Each of these components can be set to Managed or Removed state at will by simply changing the managementState field. This gives you the flexibility to customize your data science environment according to the specific needs of your project.

Upcoming Features in DataScienceCluster

We are dedicated to continually improving the DataScienceCluster custom resource, and we are thrilled to share some upcoming enhancements that we believe will bring even more versatility and power to your data science workflows.

Integration with New Components

In the upcoming release, we plan to expand the number of components that can be managed through DataScienceCluster. We are currently evaluating several new applications and tools which can provide additional functionality and capabilities to your data science workflows. We have already integrated some incubating applications (kserve and distributed workloads) into the new operator. Our goal is to ensure that DataScienceCluster remains a comprehensive, one-stop solution for managing your data science environment.

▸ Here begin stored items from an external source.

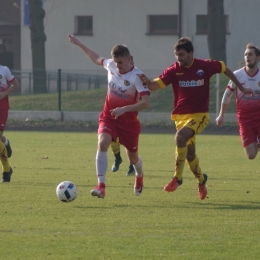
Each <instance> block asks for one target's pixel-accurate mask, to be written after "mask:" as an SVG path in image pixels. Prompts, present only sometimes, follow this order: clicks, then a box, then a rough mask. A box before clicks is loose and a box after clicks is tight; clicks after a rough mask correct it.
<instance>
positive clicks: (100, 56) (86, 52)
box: [68, 34, 104, 65]
mask: <svg viewBox="0 0 260 260" xmlns="http://www.w3.org/2000/svg"><path fill="white" fill-rule="evenodd" d="M68 37H69V40H70V42H71V43H73V44H75V45H78V46H79V47H80V48H81V49H82V50H83V51H84V53H85V54H86V55H87V56H88V57H89V59H90V60H91V61H92V62H94V63H95V64H97V65H102V59H104V58H103V57H101V56H100V55H99V54H97V53H96V52H94V51H93V50H91V49H90V48H88V47H87V46H86V45H84V44H83V43H82V42H81V41H80V40H79V39H78V38H77V37H76V36H75V35H71V34H69V35H68Z"/></svg>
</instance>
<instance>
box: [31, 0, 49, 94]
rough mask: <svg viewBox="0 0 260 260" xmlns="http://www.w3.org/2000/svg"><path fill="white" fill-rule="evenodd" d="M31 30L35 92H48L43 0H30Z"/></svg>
mask: <svg viewBox="0 0 260 260" xmlns="http://www.w3.org/2000/svg"><path fill="white" fill-rule="evenodd" d="M28 6H29V15H30V31H31V48H32V66H33V92H34V93H35V94H37V93H46V92H47V86H46V67H45V41H46V35H45V33H44V26H43V20H44V16H45V11H44V10H43V8H42V1H41V0H28Z"/></svg>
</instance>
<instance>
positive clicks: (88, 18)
mask: <svg viewBox="0 0 260 260" xmlns="http://www.w3.org/2000/svg"><path fill="white" fill-rule="evenodd" d="M76 34H77V35H93V17H92V16H77V17H76Z"/></svg>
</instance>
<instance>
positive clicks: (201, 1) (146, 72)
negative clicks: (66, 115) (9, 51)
mask: <svg viewBox="0 0 260 260" xmlns="http://www.w3.org/2000/svg"><path fill="white" fill-rule="evenodd" d="M182 3H183V20H182V32H183V33H182V35H183V36H189V37H191V39H192V40H193V43H194V47H195V54H194V55H195V57H199V58H208V57H209V54H208V46H207V36H206V35H196V15H197V14H207V0H182ZM224 3H225V13H226V14H227V15H229V31H230V34H228V35H227V48H226V51H227V65H228V66H229V67H230V68H231V69H233V70H234V69H237V67H238V63H239V61H241V60H243V53H244V49H245V46H246V44H247V43H248V42H252V43H254V44H256V45H260V30H258V29H257V27H256V26H257V25H258V24H259V20H260V18H259V15H258V12H259V10H260V1H259V0H248V1H245V0H224ZM44 9H45V11H46V17H45V21H44V26H45V34H46V36H47V41H46V44H45V47H46V67H47V69H49V70H57V69H59V68H61V69H62V70H70V71H75V72H80V73H85V72H86V71H88V73H89V72H95V73H103V69H102V68H99V67H98V66H96V65H94V64H93V63H91V61H90V60H88V59H87V58H86V56H85V55H84V54H83V52H82V51H81V50H80V49H79V48H78V47H77V46H75V45H73V44H71V43H70V42H69V41H68V38H67V35H68V34H69V33H71V34H73V33H74V32H75V28H74V27H75V16H79V15H92V16H93V32H94V35H93V36H79V39H80V40H81V41H82V42H84V43H85V44H87V45H88V46H89V47H90V48H92V49H93V50H95V51H96V52H98V53H99V54H100V55H102V56H104V57H110V50H111V48H112V47H113V46H114V45H115V44H126V45H127V46H128V47H129V49H130V51H131V54H132V55H133V57H134V61H135V64H136V65H137V66H138V67H139V68H140V69H141V70H143V71H145V72H146V73H148V75H149V74H150V75H151V76H152V77H153V76H158V74H159V73H160V72H161V71H162V70H163V69H164V68H166V67H167V66H168V65H170V64H172V63H173V62H174V61H175V59H174V54H173V45H174V43H175V42H176V41H177V40H178V35H175V36H150V35H146V32H147V16H148V15H152V14H157V15H159V14H178V0H160V1H155V0H145V1H144V0H131V1H128V0H95V1H94V0H73V1H71V0H45V1H44ZM22 14H23V10H22ZM21 19H23V15H22V18H21ZM21 45H22V47H21V53H22V54H21V55H22V57H21V68H22V70H26V69H31V68H32V62H31V60H32V59H31V44H30V29H29V28H28V27H26V26H23V23H22V28H21Z"/></svg>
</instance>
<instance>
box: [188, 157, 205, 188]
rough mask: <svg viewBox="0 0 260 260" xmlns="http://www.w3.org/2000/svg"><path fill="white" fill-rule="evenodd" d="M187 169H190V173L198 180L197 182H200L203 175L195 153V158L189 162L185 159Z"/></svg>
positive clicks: (198, 159)
mask: <svg viewBox="0 0 260 260" xmlns="http://www.w3.org/2000/svg"><path fill="white" fill-rule="evenodd" d="M186 162H187V164H188V166H189V169H190V170H191V171H192V173H193V174H194V176H195V178H196V179H197V180H198V183H200V184H201V183H202V182H203V181H204V176H203V174H202V172H201V168H200V166H199V159H198V157H197V156H196V155H195V158H194V160H193V161H191V162H189V161H188V160H186Z"/></svg>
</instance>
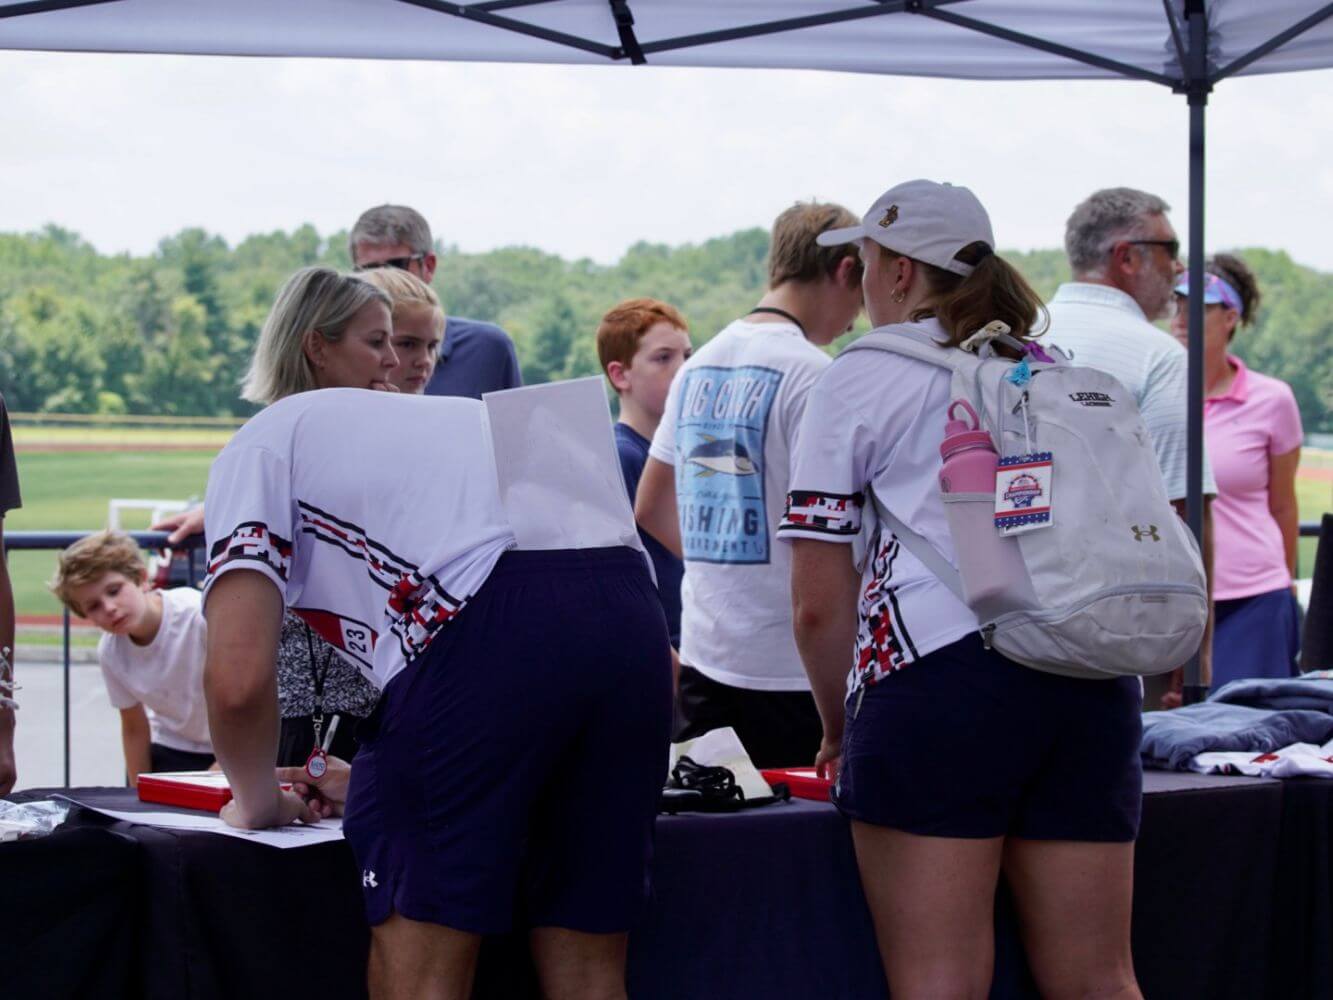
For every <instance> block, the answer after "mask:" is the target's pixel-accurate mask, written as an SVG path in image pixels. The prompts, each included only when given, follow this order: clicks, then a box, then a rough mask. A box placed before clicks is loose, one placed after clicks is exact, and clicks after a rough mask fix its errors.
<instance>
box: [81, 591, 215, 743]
mask: <svg viewBox="0 0 1333 1000" xmlns="http://www.w3.org/2000/svg"><path fill="white" fill-rule="evenodd" d="M160 596H161V601H163V620H161V621H160V623H159V625H157V635H155V636H153V640H152V641H151V643H148V644H147V645H139V643H136V641H135V640H133V639H131V637H129V636H125V635H119V636H117V635H111V633H107V635H103V637H101V641H99V644H97V663H99V664H100V665H101V679H103V681H104V683H105V684H107V696H108V697H109V699H111V704H112V705H115V707H116V708H133V707H135V705H143V707H144V709H145V713H147V715H148V731H149V740H152V741H153V743H159V744H161V745H163V747H171V748H172V749H179V751H185V752H188V753H212V745H211V743H209V739H208V707H207V705H205V704H204V653H205V644H207V641H208V632H207V629H205V628H204V615H203V609H201V608H200V600H201V597H200V593H199V591H196V589H195V588H193V587H173V588H172V589H169V591H163V592H161V595H160Z"/></svg>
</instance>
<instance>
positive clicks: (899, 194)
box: [816, 180, 996, 276]
mask: <svg viewBox="0 0 1333 1000" xmlns="http://www.w3.org/2000/svg"><path fill="white" fill-rule="evenodd" d="M860 239H870V240H874V241H876V243H877V244H880V245H881V247H884V248H886V249H890V251H893V252H894V253H901V255H904V256H908V257H912V259H913V260H921V261H925V263H926V264H934V265H936V267H937V268H944V269H945V271H952V272H953V273H956V275H964V276H966V275H970V273H972V268H973V267H974V263H973V264H969V263H966V261H964V260H960V259H958V256H957V253H958V251H961V249H962V248H964V247H970V245H972V244H974V243H984V244H985V245H986V247H988V248H989V249H990V251H992V252H993V251H994V247H996V237H994V233H993V232H992V229H990V216H988V215H986V209H985V208H982V207H981V203H980V201H977V196H976V195H973V193H972V192H970V191H968V189H966V188H960V187H954V185H953V184H938V183H936V181H933V180H909V181H905V183H904V184H898V185H897V187H893V188H889V189H888V191H885V192H884V193H882V195H880V196H878V197H877V199H874V204H873V205H870V209H869V211H868V212H866V213H865V216H864V217H862V219H861V224H860V225H849V227H846V228H844V229H826V231H825V232H821V233H820V235H818V236H817V237H816V243H818V244H820V245H821V247H836V245H838V244H840V243H854V241H856V240H860ZM982 256H985V255H982Z"/></svg>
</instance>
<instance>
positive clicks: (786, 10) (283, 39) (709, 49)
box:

Making Component Fields Configurable

In an effort to provide more granular control over individual components, we are working on a feature to make component fields configurable. This means that you will be able to adjust individual parameters within each component, beyond just enabling or disabling them. With this feature, you can fine-tune each component to suit your specific needs, providing more flexibility and control than before.

Improved Logging and Eventing

To enhance observability and debugging, we are improving the logging and eventing capabilities of the DataScienceCluster custom resource. These enhancements will provide more insight into the performance and state of your components, helping you to detect and diagnose issues more quickly and effectively. The logging improvements will provide more detailed and contextual information, while enhanced eventing will help you monitor the state of your cluster in real-time.

Getting Involved and Additional Resources

  • Try it out : Try out the new operator installation using the steps give in our installation Guide.

If you want to upgrade from existing installation, use our Upgrade Guide under section Upgrade to new operator(version 2.X).

  • Contribution Guide: If you're interested in contributing to the development of DataScienceCluster, please review

our Contribution Guide. This guide provides detailed instructions on how to contribute, from setting up your development environment to running e2e tests locally.

  • Design Document: For an in-depth understanding of the design and architecture of DataScienceCluster, check out our

Design Document.

In conclusion, the introduction of the DataScienceCluster custom resource represents a significant step forward in streamlining and managing data science workflows for Open Data Hub. We're excited about the upcoming features and improvements and look forward to seeing how the community will utilize and enhance DataScienceCluster. Thank you for your continued support, and we look forward to your contributions and feedback.